Something about the first of the year just puts sunflowers on my brain....anyways, I love these paintings by Kindergarten! We talked about Vincent Van Gogh and looked at several of his paintings. We first painted circles in orange and yellow, then added petals to the circles. I showed students how to paint the stems and the centers. I stressed the correct way to use a paint brush. They really turned out wonderful.
Fifth grade has been working on these beautiful watercolors for several weeks now. We talked about geometric and free form shapes, as well as line. Students drew five organic leaf shapes, then filled the rest of the picture in with a minimum of eight line designs. Pencil lines were traced with sharpies, then the leftover pencil line were erased. Students painted a water color wash over the picture. I love the results!
Third graders did a study of Vincent Van Gogh. We read Camille and the Sunflowers by Lawrence Anholt, then talked about some of Van Gogh's paintings.

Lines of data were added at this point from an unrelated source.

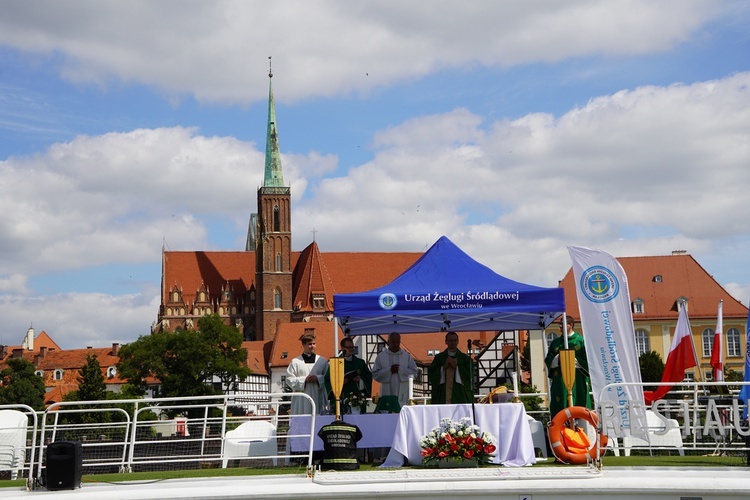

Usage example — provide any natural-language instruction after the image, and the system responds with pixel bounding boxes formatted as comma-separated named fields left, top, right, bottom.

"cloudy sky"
left=1, top=1, right=749, bottom=349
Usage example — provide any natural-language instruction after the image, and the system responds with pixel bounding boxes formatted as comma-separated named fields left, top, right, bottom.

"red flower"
left=420, top=448, right=431, bottom=457
left=463, top=450, right=474, bottom=459
left=484, top=444, right=496, bottom=454
left=438, top=451, right=449, bottom=458
left=476, top=437, right=484, bottom=445
left=450, top=442, right=459, bottom=451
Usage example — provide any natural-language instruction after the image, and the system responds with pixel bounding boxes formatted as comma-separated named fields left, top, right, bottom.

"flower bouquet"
left=341, top=391, right=368, bottom=414
left=419, top=417, right=496, bottom=467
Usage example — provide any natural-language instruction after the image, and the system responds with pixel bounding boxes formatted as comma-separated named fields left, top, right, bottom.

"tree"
left=0, top=358, right=46, bottom=410
left=639, top=351, right=665, bottom=391
left=63, top=354, right=111, bottom=424
left=77, top=354, right=107, bottom=402
left=118, top=314, right=250, bottom=402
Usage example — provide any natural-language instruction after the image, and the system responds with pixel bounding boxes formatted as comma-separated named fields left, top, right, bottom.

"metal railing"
left=1, top=393, right=320, bottom=489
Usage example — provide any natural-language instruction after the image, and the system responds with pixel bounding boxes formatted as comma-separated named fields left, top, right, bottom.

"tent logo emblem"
left=580, top=266, right=619, bottom=303
left=378, top=293, right=397, bottom=310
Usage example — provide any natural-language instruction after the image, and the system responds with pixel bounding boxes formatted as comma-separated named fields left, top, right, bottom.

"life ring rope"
left=548, top=406, right=608, bottom=464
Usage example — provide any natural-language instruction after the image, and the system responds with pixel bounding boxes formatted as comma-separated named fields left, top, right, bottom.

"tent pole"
left=333, top=318, right=339, bottom=356
left=467, top=338, right=477, bottom=425
left=540, top=321, right=553, bottom=411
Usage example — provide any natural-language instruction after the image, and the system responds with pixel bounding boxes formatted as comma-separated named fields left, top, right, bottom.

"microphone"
left=467, top=339, right=472, bottom=353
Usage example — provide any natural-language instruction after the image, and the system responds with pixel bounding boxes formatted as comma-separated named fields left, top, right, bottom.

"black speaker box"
left=46, top=441, right=83, bottom=491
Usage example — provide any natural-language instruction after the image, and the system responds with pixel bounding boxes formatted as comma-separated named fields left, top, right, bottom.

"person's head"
left=300, top=333, right=316, bottom=354
left=387, top=332, right=401, bottom=352
left=340, top=337, right=355, bottom=356
left=445, top=331, right=459, bottom=352
left=558, top=317, right=575, bottom=333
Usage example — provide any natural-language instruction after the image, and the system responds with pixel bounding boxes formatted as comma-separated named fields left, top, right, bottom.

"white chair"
left=222, top=420, right=278, bottom=467
left=526, top=416, right=547, bottom=459
left=622, top=410, right=684, bottom=456
left=0, top=410, right=28, bottom=480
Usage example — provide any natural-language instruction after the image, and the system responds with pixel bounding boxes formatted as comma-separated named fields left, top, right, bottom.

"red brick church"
left=155, top=70, right=457, bottom=397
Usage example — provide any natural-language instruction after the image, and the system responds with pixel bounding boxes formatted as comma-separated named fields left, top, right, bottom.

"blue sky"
left=0, top=1, right=749, bottom=349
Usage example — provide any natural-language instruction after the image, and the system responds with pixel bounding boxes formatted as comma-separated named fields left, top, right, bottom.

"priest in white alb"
left=372, top=332, right=418, bottom=406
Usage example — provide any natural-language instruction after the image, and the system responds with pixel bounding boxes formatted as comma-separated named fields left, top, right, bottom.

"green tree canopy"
left=77, top=354, right=107, bottom=401
left=0, top=358, right=46, bottom=410
left=639, top=351, right=665, bottom=391
left=117, top=314, right=250, bottom=401
left=63, top=354, right=112, bottom=424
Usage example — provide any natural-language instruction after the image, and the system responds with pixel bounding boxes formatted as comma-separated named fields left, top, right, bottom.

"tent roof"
left=334, top=236, right=565, bottom=335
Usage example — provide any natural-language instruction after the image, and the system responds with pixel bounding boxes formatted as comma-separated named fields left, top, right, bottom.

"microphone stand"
left=468, top=339, right=477, bottom=425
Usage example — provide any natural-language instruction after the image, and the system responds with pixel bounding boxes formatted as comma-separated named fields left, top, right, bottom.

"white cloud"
left=294, top=72, right=750, bottom=306
left=0, top=1, right=723, bottom=104
left=2, top=28, right=750, bottom=348
left=0, top=288, right=160, bottom=349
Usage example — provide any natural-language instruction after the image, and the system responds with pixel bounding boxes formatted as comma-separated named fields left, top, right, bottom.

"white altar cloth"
left=288, top=414, right=399, bottom=452
left=381, top=403, right=536, bottom=467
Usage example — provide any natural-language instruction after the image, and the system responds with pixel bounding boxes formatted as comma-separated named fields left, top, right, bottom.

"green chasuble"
left=544, top=331, right=592, bottom=419
left=428, top=349, right=474, bottom=404
left=325, top=355, right=373, bottom=408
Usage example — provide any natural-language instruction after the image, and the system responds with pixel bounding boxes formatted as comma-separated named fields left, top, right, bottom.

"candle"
left=512, top=371, right=519, bottom=398
left=408, top=374, right=414, bottom=400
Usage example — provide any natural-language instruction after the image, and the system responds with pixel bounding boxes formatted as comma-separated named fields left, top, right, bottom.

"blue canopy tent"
left=334, top=236, right=565, bottom=336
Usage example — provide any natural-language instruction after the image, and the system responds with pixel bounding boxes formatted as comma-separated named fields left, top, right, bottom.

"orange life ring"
left=547, top=406, right=608, bottom=464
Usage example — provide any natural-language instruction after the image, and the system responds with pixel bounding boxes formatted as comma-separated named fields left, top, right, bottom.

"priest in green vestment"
left=428, top=331, right=474, bottom=404
left=544, top=316, right=592, bottom=419
left=325, top=337, right=373, bottom=412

We used white chalk to draw the flower, then yellows, oranges, and browns to color the sunflowers in. I used a gum eraser to erase smudge marks and then sprayed the drawings with cheap hairspray. I love the results, and everyone was successful!
Fourth graders have been working on drawing houses. We talked about architecture and looked at different styles of homes. Fourth graders were given a handout with different styles of windows, doors, steps, and many other details. They drew the homes in pencil first, then outlines the houses in black sharpie marker. The students are in the process of coloring the houses now.
Saturday, July 10, 2010
Fourth grade students created bowls based on artist Dale Chihuly. The bowls were formed over upside down styrofoam bowls and allowed to dry for several days. I fired the bowls at cone 06, then students glazed them with Mayco stroke and coat wonderglaze. The students then took droppers and dripped glaze down the side of the bowls. The bowls were given an overglaze, fired again, then sent home to delighted parents.